The series is set in Pittsburgh, following the staff of the Pittsburgh Trauma Medical Hospital ER (nicknamed "The Pitt") during a 15-hour emergency department shift. The series mainly follows Dr. Michael "Robby" Robinavitch, a senior attending still reeling from some traumas. In the episode, the conflicts between Langdon and Santos escalate, while McKay is surprised to see her ex-partner is checking in to the hospital.

The episode received mostly positive reviews, with critics praising the performances and cliffhanger ending.

==Plot==
Robby is surprised to find police officers questioning Theresa, about David's hit list. Dana re-enters the hospital with a bleeding and broken nose after being punched by an angry patient.

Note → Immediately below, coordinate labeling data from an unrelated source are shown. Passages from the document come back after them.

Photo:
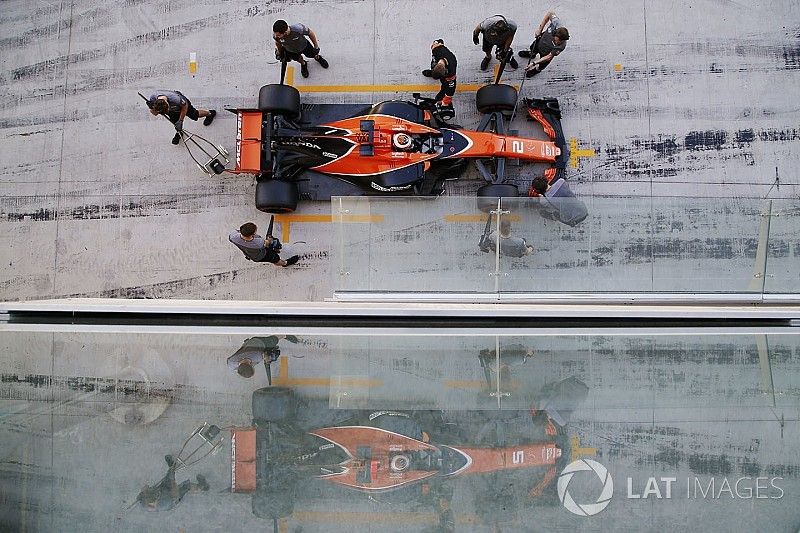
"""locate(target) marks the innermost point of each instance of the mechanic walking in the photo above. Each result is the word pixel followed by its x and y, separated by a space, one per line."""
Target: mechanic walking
pixel 497 31
pixel 255 350
pixel 167 494
pixel 443 68
pixel 546 44
pixel 176 107
pixel 291 42
pixel 257 248
pixel 509 246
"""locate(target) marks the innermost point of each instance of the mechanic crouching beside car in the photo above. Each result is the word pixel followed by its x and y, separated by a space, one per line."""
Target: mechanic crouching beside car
pixel 443 68
pixel 291 44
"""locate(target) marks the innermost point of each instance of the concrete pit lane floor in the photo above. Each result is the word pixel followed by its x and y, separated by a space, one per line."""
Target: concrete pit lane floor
pixel 686 99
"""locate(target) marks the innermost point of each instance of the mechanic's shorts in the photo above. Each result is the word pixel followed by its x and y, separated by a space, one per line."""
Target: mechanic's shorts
pixel 309 51
pixel 191 113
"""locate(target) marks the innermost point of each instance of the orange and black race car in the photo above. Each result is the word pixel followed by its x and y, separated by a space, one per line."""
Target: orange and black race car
pixel 394 147
pixel 300 452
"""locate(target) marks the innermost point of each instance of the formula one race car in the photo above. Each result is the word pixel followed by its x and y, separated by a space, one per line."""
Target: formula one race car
pixel 392 147
pixel 302 453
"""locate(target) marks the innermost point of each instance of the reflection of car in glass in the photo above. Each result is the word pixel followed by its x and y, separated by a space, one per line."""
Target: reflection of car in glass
pixel 301 451
pixel 392 147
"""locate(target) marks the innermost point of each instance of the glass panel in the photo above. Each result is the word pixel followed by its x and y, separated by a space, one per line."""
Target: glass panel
pixel 395 431
pixel 783 255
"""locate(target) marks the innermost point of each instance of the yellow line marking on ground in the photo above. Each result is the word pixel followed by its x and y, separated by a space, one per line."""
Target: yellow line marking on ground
pixel 575 153
pixel 287 220
pixel 578 451
pixel 478 218
pixel 286 381
pixel 476 384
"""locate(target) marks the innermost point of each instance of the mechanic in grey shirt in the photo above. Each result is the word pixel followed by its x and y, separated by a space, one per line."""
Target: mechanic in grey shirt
pixel 257 248
pixel 546 44
pixel 509 246
pixel 497 31
pixel 255 350
pixel 175 106
pixel 291 43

She refuses to leave her shift, but is treated and takes a small break. The rest of the nurses remark how common this is and mention a strike, forcing Gloria to speak up on the subject.

Langdon and Whitaker tend to a man, Teddy, with a whole-body burn. When Teddy's wife arrives, Robby suggests they say what they need to each other, as Teddy will not be able to speak after being intubated. Whitaker reassures her. They are able to successfully operate on Teddy, but Langdon hints he is unlikely to survive.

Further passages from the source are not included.